Unilever hits back over City fury at Dutch move
Unilever has stepped up its charm offensive on City investors as it tries to combat a brewing shareholder revolt over plans to ditch its London headquarters.
The consumer goods giant has organised meetings with the most vocal opponents of the plans in an attempt to assuage their fears, although its attempts to change minds have so far fallen on deaf ears, City A.M. understands.
Unilever’s top management came out fighting today amid mounting pressure from London-based investors who fear being forced to sell their shares as the firm drops out of the FTSE 100.
Graeme Pitkethly, Unilever’s chief financial officer, said: “It’s got great benefits for all shareholders” who will benefit from “a stronger and a simpler Unilever”.
Read more: M&G Investments adds to pressure on Unilever to back down on going Dutch
The firm, which makes household-name brands such as Marmite and PG Tips, plans to abandon its UK public limited company (Plc) in favour of a single Dutch company listed primarily in Rotterdam.
Big investors in the Square Mile who hold significant numbers of shares in Unilever, including M&G Investments, Brewin Dolphin, Lindsell Train and Columbia Threadneedle, have all objected to the move, which needs the consent of 75 per cent of the votes attached to London-listed shares in a crunch vote scheduled for 26 October.
It also requires the support of half of the Dutch shares, and a majority of individual shareholders.
While shares will still be listed in sterling on the London Stock Exchange, its absence from the UK’s blue-chip index means some investors will be forced to sell to satisfy their investment mandates.
Read more: Unilever facing growing shareholder revolt over plans to abandon London PLC
Unilever execs have privately expressed confidence they will win approval in spite of the City opposition.
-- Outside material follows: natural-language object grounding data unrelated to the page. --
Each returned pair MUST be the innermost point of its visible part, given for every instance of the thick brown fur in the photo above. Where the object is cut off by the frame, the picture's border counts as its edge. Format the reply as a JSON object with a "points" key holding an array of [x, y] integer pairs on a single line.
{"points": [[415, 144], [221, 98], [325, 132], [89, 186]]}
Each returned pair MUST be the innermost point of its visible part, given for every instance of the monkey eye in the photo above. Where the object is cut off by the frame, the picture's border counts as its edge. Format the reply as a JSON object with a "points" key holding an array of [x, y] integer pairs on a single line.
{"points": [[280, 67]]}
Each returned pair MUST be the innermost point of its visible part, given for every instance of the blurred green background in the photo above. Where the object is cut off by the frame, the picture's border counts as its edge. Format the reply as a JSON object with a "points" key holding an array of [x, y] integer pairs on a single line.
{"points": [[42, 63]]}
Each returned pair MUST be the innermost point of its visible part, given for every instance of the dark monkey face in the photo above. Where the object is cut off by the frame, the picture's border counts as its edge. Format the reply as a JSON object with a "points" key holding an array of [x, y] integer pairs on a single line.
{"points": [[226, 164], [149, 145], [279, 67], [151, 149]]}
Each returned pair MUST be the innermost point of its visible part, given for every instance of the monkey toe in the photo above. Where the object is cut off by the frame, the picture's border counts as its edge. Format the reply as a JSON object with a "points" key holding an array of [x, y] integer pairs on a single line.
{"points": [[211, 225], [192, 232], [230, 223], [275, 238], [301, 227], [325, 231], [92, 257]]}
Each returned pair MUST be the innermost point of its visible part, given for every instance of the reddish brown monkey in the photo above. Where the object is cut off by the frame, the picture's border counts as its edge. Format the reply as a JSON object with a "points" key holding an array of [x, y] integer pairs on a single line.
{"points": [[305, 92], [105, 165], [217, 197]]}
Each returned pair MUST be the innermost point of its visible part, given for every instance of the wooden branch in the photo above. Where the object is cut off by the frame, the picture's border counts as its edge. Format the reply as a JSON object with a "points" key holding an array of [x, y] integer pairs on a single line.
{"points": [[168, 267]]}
Marijn Dekkers, Unilever’s chairman, tonight urged small British shareholders to back the firm, saying that indexation concerns only apply to bigger investors.
“Maybe they’ve seen the headlines with some UK shareholders being hurt by the plans, but that doesn’t mean that applies to them,” he told the Financial Times.
Some investors also fear that dividend payments by the Dutch firm could be liable for withholding taxes which will reduce returns for investors outside the Netherlands.
However, Pitkethly told BBC radio earlier in the day that “there will be no additional taxes for ex-Plc shareholders”, adding that public criticisms by Aviva Investors boss David Cumming were “incorrect”.
Unilever’s move was in part prompted by a desire to ward off approaches such as the one it received from US giant Kraft Heinz last year.